It's nearly inevitable once you start looking at things through a Game Theory lens. The analogy I learned for this is the "hot dog carts on a beach" thought experiment.
Imagine a length of beach stretching from Left (L) to Right (R) with midpoint M. One hot dog vendor wants to set up shop. He knows that people will always go to the closest hot dog cart.
If he's the only vendor, where will he set up? It doesn't matter. He's the only vendor. He's the closest by default.
But what's the most efficient place for him to set up? Assuming people come onto the beach anywhere and everywhere, the most efficient place for him to be is where nobody has to walk too far. That is, the middle:
If the vendor sets up in the middle, nobody has to walk further than half the length of the beach.
What if we had two vendors? What would be most efficient then? Well, that would be if they each set up at the one-quarter marks.
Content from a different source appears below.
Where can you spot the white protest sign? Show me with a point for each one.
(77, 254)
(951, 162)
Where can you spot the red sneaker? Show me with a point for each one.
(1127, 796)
Then nobody would have to walk more than 1/4 of the length of the beach to get a hot dog.
But while this is most efficient for people buying hot dogs, the blue vendor wants to make more money and has a sneaky idea: He moves over right next to the red vendor.
Blue knows that people will always go to the closest cart, and by moving over, he's captured a huge area of the beach that used to be red's area (indicated in purple). Poor Ted, way on the right, has to travel over half the length of the beach to get to a hot dog vendor. Blue is far away, but it's the better of two poor choices.
But let's say Red knows this strategy just as well as Blue and they have to react to each other. Every time one moves off-center, there's a bit of ground to be taken by moving closer to the center than the other guy. Where do the vendors end up?
Smack dab in the middle, fighting over the one guy who happens to come in right between them.
Well, heck, that's bullshit, isn't it? What if a third vendor came in and tried to establish a more popular spot? Heck, let's just shove our three vendors into their most efficient spots.
There, that's perfect.
Hey wait, stop moving over. You're gonna crowd out Green vendor!
Oh heck, Blue and Red have almost totally crowded out Green. Maybe Green can survive with just that little sliver of the beach, or maybe Green is going to go out of business. Either way, the Green vendor is going to get very little business compared to Red or Blue.
And in a nutshell, this is you go from many specialized political parties across an ideological spectrum to a pair of modestly-differentiated compromise coalitions dominating the field.
Now, this is just a model; it doesn't capture every part of reality. But at the same time, it can capture quite a few complexities with minor modifications. Say Red Vendor didn't care only about the number of hot dog sales he got. Say Red Vendor got a kickback for every hotdog sold on the left side of the beach, because that's where Giant Hotdog Company was located. Red Vendor would have incentive to drag Blue Vendor over toward its side of the beach as well, because the kickbacks would make up for some of the customers lost by ceding customers to Blue. That's how shifting the Overton window in favor of billionaires works.